Colorado Mountain College is preparing to give some high-tech schooling to local government officials on the subject of the millennium bug.

Joe Livingston, of CMC’s Glenwood Springs office, is preparing a series of interactive conferences for officials via a multiway interactive video system (IVS) that connects the college’s Western Slope campuses.

Livingston said CMC will also give in-person workshops for banks and small businesses in each community CMC serves. Local banks have offered to sponsor these workshops, which will explore the financial impacts of the so-called Y2K computer “bug” and how to minimize the damage.

That computer bug may rear its ugly head on Jan. 1, 2000, when computers fail to recognize that “00” means 2000, because for two or three decades computer programmers commonly reduced the year notation to two digits (98 for 1998). Most computer experts anticipate that not only computers but thousands of other devices that contain microchips will fail to function properly as a result when the new millennium arrives.
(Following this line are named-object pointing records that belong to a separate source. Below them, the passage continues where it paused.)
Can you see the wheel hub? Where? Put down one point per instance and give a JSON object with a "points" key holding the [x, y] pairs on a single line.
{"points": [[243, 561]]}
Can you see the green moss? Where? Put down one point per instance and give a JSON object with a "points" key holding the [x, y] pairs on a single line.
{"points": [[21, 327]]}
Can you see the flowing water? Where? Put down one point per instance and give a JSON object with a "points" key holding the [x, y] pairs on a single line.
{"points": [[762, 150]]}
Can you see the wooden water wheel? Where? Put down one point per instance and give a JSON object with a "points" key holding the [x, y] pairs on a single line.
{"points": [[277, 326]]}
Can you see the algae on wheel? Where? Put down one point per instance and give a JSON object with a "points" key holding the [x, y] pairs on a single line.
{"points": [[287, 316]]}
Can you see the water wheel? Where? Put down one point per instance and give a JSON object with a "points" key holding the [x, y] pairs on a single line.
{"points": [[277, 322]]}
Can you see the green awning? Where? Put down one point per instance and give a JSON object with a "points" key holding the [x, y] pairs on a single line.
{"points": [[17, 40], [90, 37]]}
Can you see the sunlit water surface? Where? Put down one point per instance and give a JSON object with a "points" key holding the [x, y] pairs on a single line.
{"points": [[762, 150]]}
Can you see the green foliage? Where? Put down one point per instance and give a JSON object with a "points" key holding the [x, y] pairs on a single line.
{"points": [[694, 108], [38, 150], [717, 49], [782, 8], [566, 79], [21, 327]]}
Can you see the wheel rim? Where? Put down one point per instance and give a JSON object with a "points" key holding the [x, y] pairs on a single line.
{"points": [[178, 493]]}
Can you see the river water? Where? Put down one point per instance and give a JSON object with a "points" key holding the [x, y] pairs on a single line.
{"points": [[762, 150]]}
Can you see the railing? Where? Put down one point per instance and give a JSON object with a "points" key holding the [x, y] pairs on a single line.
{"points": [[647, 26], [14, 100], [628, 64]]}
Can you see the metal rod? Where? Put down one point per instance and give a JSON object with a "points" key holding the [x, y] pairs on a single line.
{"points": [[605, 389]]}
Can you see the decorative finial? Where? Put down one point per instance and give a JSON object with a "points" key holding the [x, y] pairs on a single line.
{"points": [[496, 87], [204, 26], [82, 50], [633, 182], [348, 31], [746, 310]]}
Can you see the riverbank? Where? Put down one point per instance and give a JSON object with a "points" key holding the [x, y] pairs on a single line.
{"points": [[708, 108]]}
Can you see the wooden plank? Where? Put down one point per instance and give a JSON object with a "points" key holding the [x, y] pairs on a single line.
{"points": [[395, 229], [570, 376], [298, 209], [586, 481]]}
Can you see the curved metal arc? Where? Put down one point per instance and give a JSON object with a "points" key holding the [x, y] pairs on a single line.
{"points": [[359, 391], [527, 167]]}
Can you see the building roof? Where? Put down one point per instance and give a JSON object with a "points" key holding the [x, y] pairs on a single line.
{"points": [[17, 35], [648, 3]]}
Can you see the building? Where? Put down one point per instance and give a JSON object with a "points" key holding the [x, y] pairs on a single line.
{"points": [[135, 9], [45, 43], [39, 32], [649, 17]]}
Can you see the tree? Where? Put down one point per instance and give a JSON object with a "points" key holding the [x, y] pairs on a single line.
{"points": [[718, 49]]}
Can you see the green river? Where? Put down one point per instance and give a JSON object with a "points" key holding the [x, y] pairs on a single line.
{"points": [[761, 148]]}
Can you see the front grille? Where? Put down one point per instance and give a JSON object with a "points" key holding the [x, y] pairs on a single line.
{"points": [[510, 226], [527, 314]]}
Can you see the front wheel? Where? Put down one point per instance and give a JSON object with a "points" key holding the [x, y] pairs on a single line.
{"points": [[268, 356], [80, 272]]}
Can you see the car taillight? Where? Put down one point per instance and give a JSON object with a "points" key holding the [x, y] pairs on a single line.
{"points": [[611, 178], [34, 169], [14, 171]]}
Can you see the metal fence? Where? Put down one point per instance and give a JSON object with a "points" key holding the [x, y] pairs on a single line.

CMC will host conferences for government officials from the towns and counties the college serves. The sessions will allow the sharing of information on how local governments can prepare for potential year-2000, or Y2K, problems.

“The goal is to promote dialog,” Livingston said. “It may be that one community has achieved a solution [to some aspect of the problem] and can share with another.” He said in preparing the conferences, he spoke with one person who had a question about how to deal with electric doors in the event of a power failure. Another person in another town had the solution, he said.

“What we want to do, and we think this is an advantage of IVS, is a sharing of concerns,” Livingston said. He said in some learning situations, it’s easier if just one person lectures, but in this instance, every participant is a resource.

Bob Gardner, manager of administrative services at Holy Cross Electric, agreed to kick in $1,000 for the project from a minigrant fund the utility has created for Y2K education projects. But Gardner said the lion’s share of the funding is coming from CMC itself.

Livingston said CMC is glad to make its resources available. “We think it’s an opportunity to do something for the communities that have supported us so well,” he said.

Gardner of Holy Cross and Norm Clasen of the Rocky Mountain Institute will participate in the video conferences as facilitators and information resources, Livingston said.

He said his project owes much to RMI because it got its start from the Y2K community meetings that the energy think tank, located in Old Snowmass, initiated in several local communities.

The video conferences have not yet been scheduled, but Livingston said they will take place as soon as they can be organized.